Fonte: Blockchain Capital

Segundo o gráfico acima, o conhecimento do Bitcoin é forte em todas as faixas etárias - aqueles de 18 a 34 anos têm as taxas mais altas de conhecimento, 90%, e aqueles com mais de 65 anos, os mais baixos, 88%. 

Entre aqueles de 18 a 34 anos, 60% se descreveram como pelo menos 'um pouco familiarizados' com o Bitcoin - acima dos 42% em outubro de 2017. Em relação aos segmentos mais velhos da população, aqueles com idade entre 18 e 34 anos têm 3x mais probabilidade de ser pelo menos 'um pouco familiarizados' com o Bitcoin como pessoas com 65 anos ou mais.

O mesmo movimento foi identificado por Nate Geraci, presidente do The ETF Store, revelou em entrevista à Bloomberg TV que seus clientes da geração Y – nascidos entre o início da década de 1980 e final da década de 1990, pedem para manter Bitcoin em seus portfólios. 

“Quando conversamos com nossos clientes mais jovens – sobre a alocação de ouro que mantemos em nossos portfólios, eles dizem: ‘E quanto aos criptoativos?’ demonstrando a preferência pelo Bitcoin.” 

A afirmação pode ser reforçada por dados estatísticos, que demonstram que investidores mais jovens estão confortáveis ​​com a posse de criptomoedas em seus portfólios. Uma pesquisa realizada pela eToro aponta que pessoas de 18 a 34 anos de idade estão “muito” ou “um tanto” propensas a comprar Bitcoin nos próximos cinco anos, e que 43% dos millennials confiam mais nas exchanges do que nas bolsas de valores.

Fonte: Statista

Segundo dados da Statista, há países no qual a adoção e conhecimento sobre o Bitcoin já está na faixa dos 30%. No mundo a Nigéria já alcançou essa marca.
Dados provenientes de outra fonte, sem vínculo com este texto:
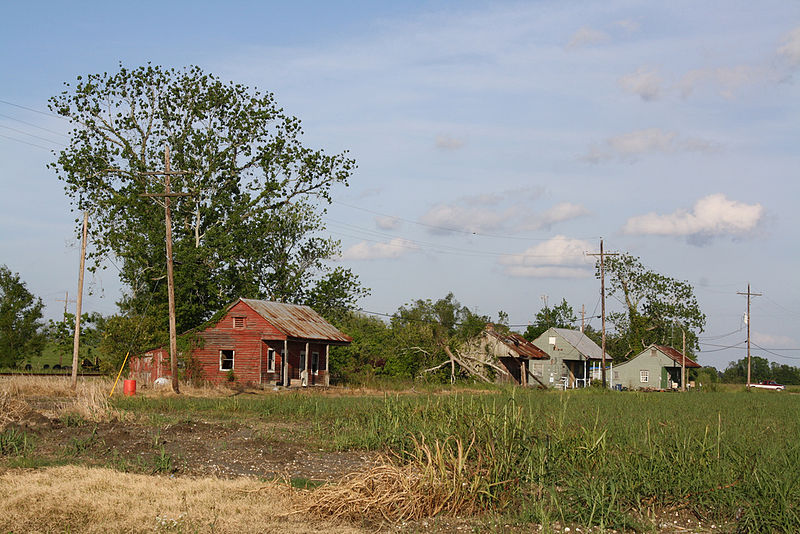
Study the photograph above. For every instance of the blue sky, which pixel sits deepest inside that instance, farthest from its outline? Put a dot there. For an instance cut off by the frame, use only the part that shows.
(496, 141)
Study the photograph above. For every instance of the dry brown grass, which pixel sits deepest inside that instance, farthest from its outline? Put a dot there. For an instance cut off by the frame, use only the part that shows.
(79, 499)
(187, 389)
(437, 480)
(89, 399)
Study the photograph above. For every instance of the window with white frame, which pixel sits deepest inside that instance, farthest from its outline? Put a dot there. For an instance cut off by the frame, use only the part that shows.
(226, 360)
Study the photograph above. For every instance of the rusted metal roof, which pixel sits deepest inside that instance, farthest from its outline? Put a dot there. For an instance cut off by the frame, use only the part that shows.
(297, 321)
(519, 344)
(676, 356)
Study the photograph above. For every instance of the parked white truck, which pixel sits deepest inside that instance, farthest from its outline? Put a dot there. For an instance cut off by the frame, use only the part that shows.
(768, 384)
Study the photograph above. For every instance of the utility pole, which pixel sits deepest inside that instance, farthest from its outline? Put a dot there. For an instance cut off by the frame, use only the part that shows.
(749, 294)
(683, 362)
(603, 302)
(77, 340)
(166, 195)
(583, 316)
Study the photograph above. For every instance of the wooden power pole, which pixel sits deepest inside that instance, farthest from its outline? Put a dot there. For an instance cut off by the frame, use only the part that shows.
(603, 303)
(683, 362)
(77, 339)
(749, 294)
(166, 195)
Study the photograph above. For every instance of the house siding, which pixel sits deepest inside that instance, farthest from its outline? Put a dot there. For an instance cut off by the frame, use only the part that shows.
(656, 363)
(553, 370)
(250, 342)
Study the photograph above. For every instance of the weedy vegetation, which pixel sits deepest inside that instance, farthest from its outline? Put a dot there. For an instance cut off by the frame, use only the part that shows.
(609, 460)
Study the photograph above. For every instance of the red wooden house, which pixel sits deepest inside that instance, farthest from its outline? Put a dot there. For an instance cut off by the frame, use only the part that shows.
(256, 342)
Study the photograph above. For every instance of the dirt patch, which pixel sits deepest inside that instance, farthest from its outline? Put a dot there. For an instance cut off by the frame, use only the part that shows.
(189, 448)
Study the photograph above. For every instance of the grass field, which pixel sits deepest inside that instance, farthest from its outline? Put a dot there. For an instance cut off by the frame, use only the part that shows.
(725, 461)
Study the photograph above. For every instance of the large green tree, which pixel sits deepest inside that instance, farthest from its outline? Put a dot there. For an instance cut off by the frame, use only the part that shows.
(251, 225)
(21, 323)
(658, 308)
(424, 331)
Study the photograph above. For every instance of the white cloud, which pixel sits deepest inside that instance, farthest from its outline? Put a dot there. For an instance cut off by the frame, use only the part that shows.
(790, 50)
(448, 143)
(711, 216)
(490, 213)
(560, 212)
(375, 251)
(727, 80)
(770, 341)
(586, 36)
(645, 83)
(445, 218)
(630, 25)
(653, 140)
(388, 223)
(559, 257)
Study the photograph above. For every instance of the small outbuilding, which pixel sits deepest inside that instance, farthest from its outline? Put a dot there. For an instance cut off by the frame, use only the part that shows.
(656, 367)
(254, 342)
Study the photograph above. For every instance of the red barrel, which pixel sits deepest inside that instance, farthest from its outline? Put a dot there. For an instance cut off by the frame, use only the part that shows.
(129, 387)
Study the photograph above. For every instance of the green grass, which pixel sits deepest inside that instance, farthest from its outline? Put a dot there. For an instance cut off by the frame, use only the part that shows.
(590, 458)
(15, 442)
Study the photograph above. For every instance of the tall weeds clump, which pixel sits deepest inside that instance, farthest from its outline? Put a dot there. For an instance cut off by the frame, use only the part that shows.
(12, 409)
(584, 458)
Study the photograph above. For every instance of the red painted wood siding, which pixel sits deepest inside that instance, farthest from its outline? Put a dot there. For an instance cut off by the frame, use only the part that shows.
(250, 345)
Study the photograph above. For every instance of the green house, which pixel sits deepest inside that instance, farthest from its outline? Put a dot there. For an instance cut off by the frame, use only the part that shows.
(656, 367)
(573, 361)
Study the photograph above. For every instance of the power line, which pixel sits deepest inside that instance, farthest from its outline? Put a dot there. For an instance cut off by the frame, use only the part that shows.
(26, 142)
(47, 113)
(778, 355)
(31, 135)
(32, 125)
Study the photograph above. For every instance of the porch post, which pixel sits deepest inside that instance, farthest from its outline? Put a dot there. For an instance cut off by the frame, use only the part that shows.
(327, 365)
(306, 369)
(586, 380)
(285, 363)
(612, 374)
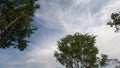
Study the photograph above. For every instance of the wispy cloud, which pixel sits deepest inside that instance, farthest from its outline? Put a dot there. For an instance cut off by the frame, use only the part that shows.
(57, 18)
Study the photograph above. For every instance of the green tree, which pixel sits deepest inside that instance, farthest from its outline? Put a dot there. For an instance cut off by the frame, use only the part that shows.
(78, 51)
(15, 22)
(115, 21)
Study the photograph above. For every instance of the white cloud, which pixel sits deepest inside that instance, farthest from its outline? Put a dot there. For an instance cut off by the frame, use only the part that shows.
(72, 18)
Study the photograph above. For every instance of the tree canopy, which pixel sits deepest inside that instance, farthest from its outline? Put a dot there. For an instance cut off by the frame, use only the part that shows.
(15, 22)
(115, 21)
(78, 51)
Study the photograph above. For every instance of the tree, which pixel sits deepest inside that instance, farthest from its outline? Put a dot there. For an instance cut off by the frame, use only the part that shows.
(78, 51)
(15, 22)
(115, 21)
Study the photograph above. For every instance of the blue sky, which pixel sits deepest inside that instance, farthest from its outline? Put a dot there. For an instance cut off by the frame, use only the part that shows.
(57, 18)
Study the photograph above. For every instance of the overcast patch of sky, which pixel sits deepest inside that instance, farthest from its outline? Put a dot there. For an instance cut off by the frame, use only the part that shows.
(57, 18)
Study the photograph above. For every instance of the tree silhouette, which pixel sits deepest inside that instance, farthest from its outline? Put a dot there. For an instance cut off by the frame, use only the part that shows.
(115, 21)
(15, 22)
(78, 51)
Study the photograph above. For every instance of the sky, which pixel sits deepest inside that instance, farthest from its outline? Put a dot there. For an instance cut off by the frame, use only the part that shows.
(56, 19)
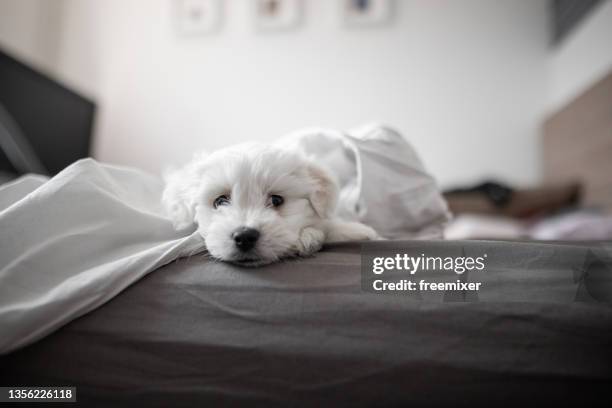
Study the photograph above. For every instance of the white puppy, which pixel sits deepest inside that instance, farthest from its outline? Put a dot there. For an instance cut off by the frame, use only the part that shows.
(256, 204)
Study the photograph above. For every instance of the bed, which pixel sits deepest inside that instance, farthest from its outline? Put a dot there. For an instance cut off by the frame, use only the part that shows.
(308, 332)
(304, 333)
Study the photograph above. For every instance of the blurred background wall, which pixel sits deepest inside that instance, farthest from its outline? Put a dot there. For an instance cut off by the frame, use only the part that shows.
(467, 82)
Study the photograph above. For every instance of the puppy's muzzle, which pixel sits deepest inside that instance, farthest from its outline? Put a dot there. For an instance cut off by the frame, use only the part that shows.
(245, 238)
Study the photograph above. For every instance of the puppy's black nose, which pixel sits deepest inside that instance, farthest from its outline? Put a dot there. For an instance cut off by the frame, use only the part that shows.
(245, 238)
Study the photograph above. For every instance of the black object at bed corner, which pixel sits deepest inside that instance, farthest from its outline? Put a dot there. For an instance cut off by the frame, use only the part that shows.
(303, 333)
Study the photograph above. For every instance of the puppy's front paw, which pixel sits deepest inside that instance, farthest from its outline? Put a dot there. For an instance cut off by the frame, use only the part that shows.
(311, 240)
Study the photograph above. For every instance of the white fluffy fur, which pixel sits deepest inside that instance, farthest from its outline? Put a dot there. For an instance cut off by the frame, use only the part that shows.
(249, 174)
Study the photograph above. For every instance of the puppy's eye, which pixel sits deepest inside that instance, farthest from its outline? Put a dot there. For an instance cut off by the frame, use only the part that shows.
(276, 200)
(221, 200)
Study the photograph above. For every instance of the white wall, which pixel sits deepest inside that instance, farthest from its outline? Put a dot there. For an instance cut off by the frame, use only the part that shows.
(30, 30)
(582, 59)
(465, 81)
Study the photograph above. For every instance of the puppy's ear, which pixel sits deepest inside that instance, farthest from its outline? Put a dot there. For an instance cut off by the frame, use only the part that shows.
(179, 197)
(324, 195)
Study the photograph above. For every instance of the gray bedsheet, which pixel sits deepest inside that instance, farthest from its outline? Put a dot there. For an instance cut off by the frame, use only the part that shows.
(304, 333)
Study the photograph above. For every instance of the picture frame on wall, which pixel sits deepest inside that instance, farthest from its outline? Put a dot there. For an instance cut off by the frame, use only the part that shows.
(197, 17)
(366, 13)
(274, 15)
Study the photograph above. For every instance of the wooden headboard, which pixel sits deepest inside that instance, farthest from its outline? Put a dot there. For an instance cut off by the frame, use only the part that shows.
(578, 144)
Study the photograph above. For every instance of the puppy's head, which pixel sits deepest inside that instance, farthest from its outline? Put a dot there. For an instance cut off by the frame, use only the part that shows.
(250, 202)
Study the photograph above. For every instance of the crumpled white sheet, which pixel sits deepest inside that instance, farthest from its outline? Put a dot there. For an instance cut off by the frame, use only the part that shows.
(383, 183)
(71, 243)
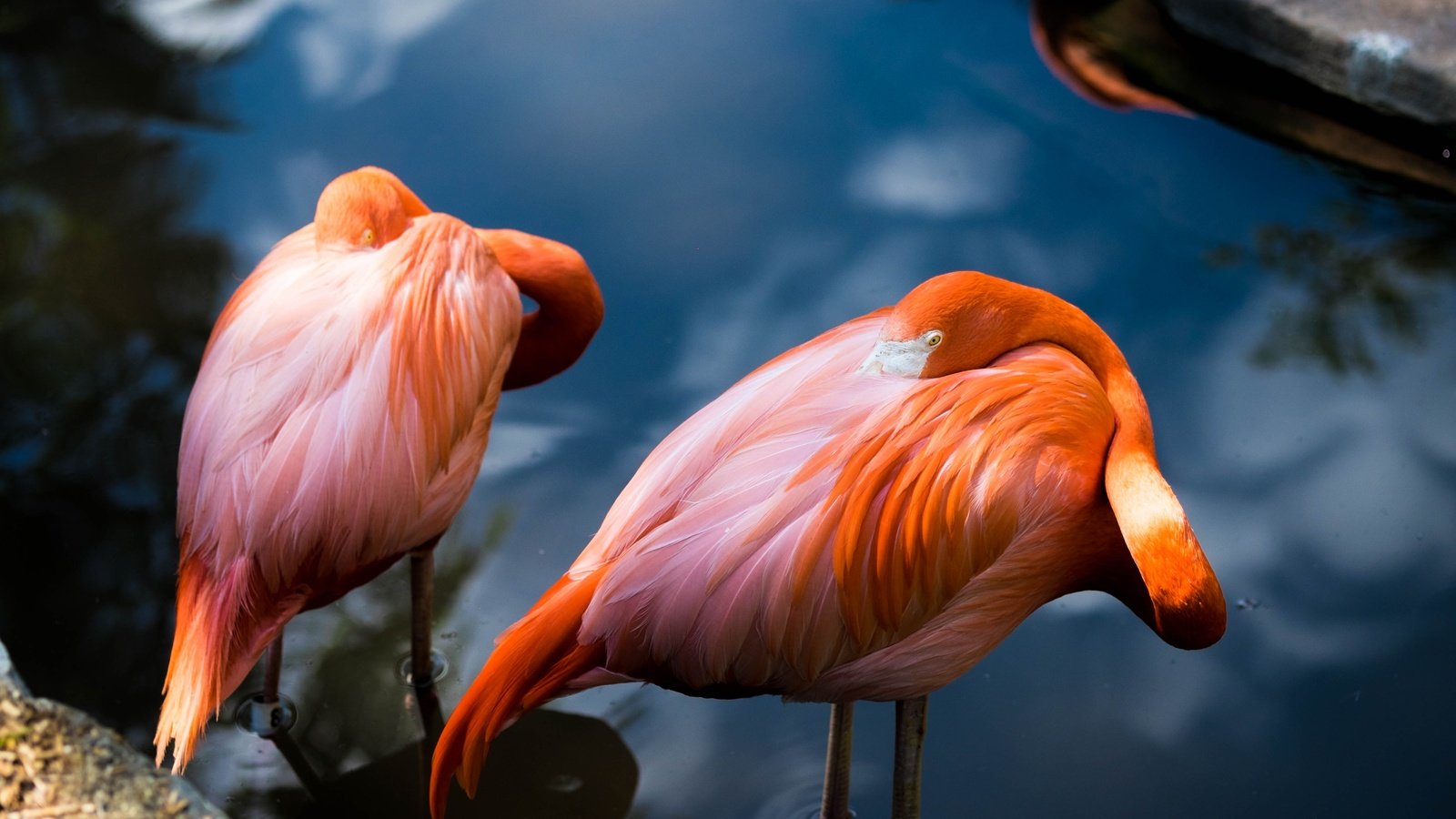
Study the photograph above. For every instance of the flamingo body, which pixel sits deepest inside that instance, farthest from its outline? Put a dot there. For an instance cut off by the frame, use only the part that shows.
(865, 518)
(337, 423)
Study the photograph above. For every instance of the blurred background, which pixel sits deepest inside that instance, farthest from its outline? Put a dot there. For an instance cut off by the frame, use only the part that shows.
(1276, 263)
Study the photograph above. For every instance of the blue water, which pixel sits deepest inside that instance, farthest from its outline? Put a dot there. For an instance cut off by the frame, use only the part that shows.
(742, 177)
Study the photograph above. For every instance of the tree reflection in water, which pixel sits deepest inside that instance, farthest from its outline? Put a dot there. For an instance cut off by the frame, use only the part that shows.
(106, 303)
(1373, 276)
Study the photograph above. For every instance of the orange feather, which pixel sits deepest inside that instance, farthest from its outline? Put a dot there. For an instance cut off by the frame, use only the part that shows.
(864, 518)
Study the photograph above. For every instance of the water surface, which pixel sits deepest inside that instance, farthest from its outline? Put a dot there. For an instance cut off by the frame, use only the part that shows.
(743, 177)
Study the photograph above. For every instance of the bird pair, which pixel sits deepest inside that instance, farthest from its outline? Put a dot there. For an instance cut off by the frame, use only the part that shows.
(863, 518)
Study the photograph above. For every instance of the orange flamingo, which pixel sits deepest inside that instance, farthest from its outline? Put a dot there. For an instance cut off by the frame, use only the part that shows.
(864, 518)
(339, 419)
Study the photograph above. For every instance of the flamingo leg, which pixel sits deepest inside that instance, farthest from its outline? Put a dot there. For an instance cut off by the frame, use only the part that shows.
(271, 716)
(422, 668)
(837, 760)
(910, 716)
(273, 669)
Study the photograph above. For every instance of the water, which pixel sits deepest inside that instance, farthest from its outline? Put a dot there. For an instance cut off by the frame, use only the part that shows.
(742, 178)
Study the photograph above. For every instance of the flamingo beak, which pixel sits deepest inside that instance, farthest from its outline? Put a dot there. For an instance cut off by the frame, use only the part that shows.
(905, 359)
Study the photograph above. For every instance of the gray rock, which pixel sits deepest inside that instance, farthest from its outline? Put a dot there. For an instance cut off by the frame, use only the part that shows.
(7, 675)
(57, 761)
(1394, 56)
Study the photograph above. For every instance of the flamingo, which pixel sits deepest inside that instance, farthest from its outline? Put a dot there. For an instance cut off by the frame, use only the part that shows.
(864, 518)
(339, 417)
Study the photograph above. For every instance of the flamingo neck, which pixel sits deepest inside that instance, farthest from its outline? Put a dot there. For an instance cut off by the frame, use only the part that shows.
(1187, 603)
(570, 303)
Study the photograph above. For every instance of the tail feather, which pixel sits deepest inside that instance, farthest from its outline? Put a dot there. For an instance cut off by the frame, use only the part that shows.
(220, 632)
(531, 662)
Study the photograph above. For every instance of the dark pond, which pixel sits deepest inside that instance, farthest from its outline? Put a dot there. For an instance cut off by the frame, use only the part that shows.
(742, 177)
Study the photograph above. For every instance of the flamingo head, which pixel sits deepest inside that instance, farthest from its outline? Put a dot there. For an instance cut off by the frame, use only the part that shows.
(953, 322)
(364, 208)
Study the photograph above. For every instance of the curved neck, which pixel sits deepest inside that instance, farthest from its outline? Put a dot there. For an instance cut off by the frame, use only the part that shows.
(1187, 602)
(570, 303)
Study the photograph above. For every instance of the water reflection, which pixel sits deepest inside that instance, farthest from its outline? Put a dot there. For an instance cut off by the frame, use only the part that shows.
(742, 181)
(106, 302)
(1369, 276)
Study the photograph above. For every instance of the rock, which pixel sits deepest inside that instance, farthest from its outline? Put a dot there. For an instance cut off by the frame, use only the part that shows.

A África segue liderando a adoção das criptomoedas no mundo.

 

 

Lei de Moore em ação

Para o famoso analista Willy Woo, que hoje fez uma postagem em seu Twitter, se observarmos a Lei de Moore, na qual preconiza que sistemas fechados dobram de tamanho a cada 18 meses, então segundo Woo em 4 anos, 30% da população mundial terá algum saldo de Bitcoin.

O efeito direto desse cenário será que os 70% restantes da população não terão acesso fácil/barato ao Bitcoin, levando seu preço a níveis só previstos pelo analista e hodler PlanB e precursor da métrica Stock to Flow (S2F), que diz que o Bitcoin valerá US$ 1 milhão.

Considerando que há 7,8 bilhões de pessoas, segundo o Worldometers, 30% são 2,34 bilhões possuindo alguma fração de Bitcoin. Se houver 15 milhões BTC disponíveis (4 milhões perdidos e 2 milhões não extraídos ainda), o hodler médio terá 64.100 Satoshi, ou 0.00064100, o equivalente no instante dessa redação a R$ 64.11.